Japan's justice minister on Thursday came under fire for remarks widely seen as making light of his role in authorizing executions of death-row inmates, giving Prime Minister Fumio Kishida yet another headache in the wake of poor approval ratings for his Cabinet.
Yasuhiro Hanashi, who took the post in August, told a political gathering on Wednesday that the justice minister is a "low-key" post, saying it can "become a top story in daytime news programs only when stamping a seal on documents of execution" in the morning.
On Thursday night, Kishida suggested he has no intention to sack Hanashi, the day before he is set to leave Japan for around one week to attend international gatherings in Southeast Asia.
Hanashi, a lawmaker belonging to Kishida's intraparty group within the ruling Liberal Democratic Party, also said, "Serving as justice minister won't help raise much money or secure many votes," prodding critics to lambaste him for disrespecting the post.

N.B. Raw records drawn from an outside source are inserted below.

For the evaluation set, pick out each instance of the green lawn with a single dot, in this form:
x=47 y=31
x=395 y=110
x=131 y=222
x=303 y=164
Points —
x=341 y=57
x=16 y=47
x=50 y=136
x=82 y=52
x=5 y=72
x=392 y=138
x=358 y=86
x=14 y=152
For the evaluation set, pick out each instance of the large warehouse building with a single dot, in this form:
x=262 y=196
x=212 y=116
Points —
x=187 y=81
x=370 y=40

The controversial remarks come at a time when the approval rating for Kishida's Cabinet has shown little signs of improving due to controversial ties between LDP lawmakers and the Unification Church as well as scandals related to other ministers.
Late last month, Daishiro Yamagiwa was effectively fired as economic revitalization minister for his close links with the dubious religious group, while internal affairs minister Minoru Terada has been grilled over several political funding scandals.

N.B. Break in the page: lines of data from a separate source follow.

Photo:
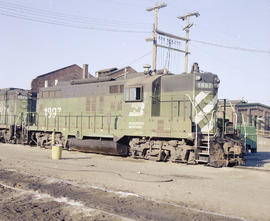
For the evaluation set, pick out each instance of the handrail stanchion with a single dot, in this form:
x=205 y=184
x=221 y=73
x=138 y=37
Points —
x=196 y=125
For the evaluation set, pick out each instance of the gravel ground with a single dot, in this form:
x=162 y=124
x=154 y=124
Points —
x=97 y=187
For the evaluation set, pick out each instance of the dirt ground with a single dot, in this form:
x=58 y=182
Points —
x=84 y=186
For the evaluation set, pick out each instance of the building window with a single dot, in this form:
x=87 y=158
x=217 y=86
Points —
x=116 y=89
x=133 y=94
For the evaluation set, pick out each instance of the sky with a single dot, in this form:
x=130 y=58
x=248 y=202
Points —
x=41 y=36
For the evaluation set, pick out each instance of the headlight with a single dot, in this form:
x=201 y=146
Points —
x=198 y=78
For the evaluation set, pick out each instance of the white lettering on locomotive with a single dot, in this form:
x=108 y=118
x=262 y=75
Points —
x=51 y=112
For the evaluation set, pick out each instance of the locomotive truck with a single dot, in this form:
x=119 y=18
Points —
x=157 y=116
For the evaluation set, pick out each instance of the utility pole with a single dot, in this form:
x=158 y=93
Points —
x=156 y=8
x=188 y=26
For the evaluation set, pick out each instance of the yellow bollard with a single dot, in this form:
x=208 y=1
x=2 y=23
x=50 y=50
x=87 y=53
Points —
x=56 y=152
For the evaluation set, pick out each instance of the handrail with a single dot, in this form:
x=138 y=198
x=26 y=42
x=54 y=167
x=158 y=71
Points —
x=244 y=124
x=196 y=125
x=211 y=121
x=234 y=112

Kishida told reporters Thursday that he warned Hanashi to "feel the significance" of his duties and speak "in a careful manner." The justice minister had made similar remarks involving "stamping a seal" in two meetings of Kishida's faction last month.

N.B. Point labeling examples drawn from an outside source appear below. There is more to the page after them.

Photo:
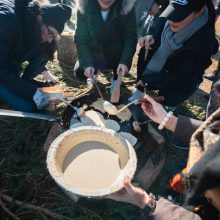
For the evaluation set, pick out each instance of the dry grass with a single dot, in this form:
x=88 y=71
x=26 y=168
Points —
x=24 y=175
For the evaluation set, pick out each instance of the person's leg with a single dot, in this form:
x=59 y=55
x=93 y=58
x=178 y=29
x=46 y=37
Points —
x=16 y=102
x=113 y=55
x=173 y=89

Opposition parties are expected to intensify their offensive against Kishida, and are likely to stall parliamentary debate and thwart his attempts to prop up public support by introducing economic measures to stem the negative impact of rising prices without wage growth.
Earlier Thursday, Hanashi apologized to Chief Cabinet Secretary Hirokazu Matsuno for having made the comments and for giving the wrong impression about the duties of the justice minister. Hanashi has since retracted his remarks.
But the minister drew criticism from both ruling and opposition blocs. Toshiaki Endo, chairman of the LDP General Council, the party's decision-making organ, expressed displeasure with Hanashi's gaffes, calling them "careless."
Land minister Tetsuo Saito, a lawmaker of the LDP's junior coalition partner Komeito, accused Hanashi of lacking "resolve" to serve as justice minister.
Meanwhile, Akira Nagatsuma, policy chief of the leading opposition Constitutional Democratic Party of Japan, said Hanashi is "unfit" to be justice minister and urged him to step down.
Hanashi's gaffes are set to provide ammunition to the opposition forces as Kishida's Cabinet, launched in October 2021, has faced a string of mishaps recently.
A survey conducted by Kyodo News in late October found that the support rate for Kishida's Cabinet remained relatively low at 37.6 percent, although it slightly rose from 35.0 percent in the previous poll earlier in the month.
A former police bureaucrat, Hanashi has yet to authorize any executions as justice minister.
Japan's capital punishment system has long drawn international criticism, with opponents calling for greater transparency in the timing of executions as death-row inmates are typically notified just hours before or not given prior notification at all. They also claim the procedure deprives death-row inmates of opportunities to reflect on their crimes.
Japan was among 18 countries in the world that carried out executions last year, according to the rights group Amnesty International. A total of 108 nations did not have the death penalty as of the end of the year, it said.
A sixth-term House of Representatives lawmaker representing a constituency in Ibaraki Prefecture, northeast of Tokyo, Hanashi previously served as senior vice minister of justice and senior vice minister of agriculture, forestry and fisheries.